Netflix’s second season of its original series “Mindhunter” is expected to explore the case, and last year the murders were the subject of the acclaimed podcast “Atlanta Monster” by Atlanta-based HowStuffWorks and Tenderfoot Productions.

Who will be looking at the evidence?

Mayor Bottoms and Atlanta Police Chief Shields said the fresh look at the evidence will be multijurisdictional.
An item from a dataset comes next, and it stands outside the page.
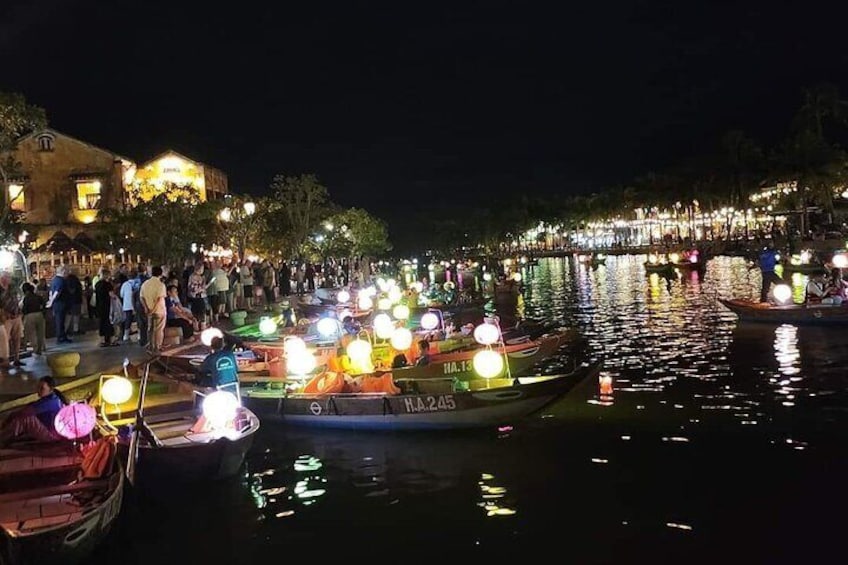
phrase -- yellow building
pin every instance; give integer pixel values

Along with APD, the Fulton County District Attorney’s Office and the Georgia Bureau of Investigation will be involved in the investigation. Shields said using modern technology, they will test stored evidence like DNA and cloth and carpet fibers.

Fulton County District Attorney Paul Howard said this will be the first project of his office’s soon-to-be formed Conviction Integrity Unit.

On Saturday, the APD announced the department had set up a dedicated telephone line to receive information that might be helpful to investigators.

Anyone who would like to offer information in any of the cases may call 404-546-2603. If an officer or investigator is not able to answer the phone, callers are encouraged to leave a message with a call-back number for follow-up.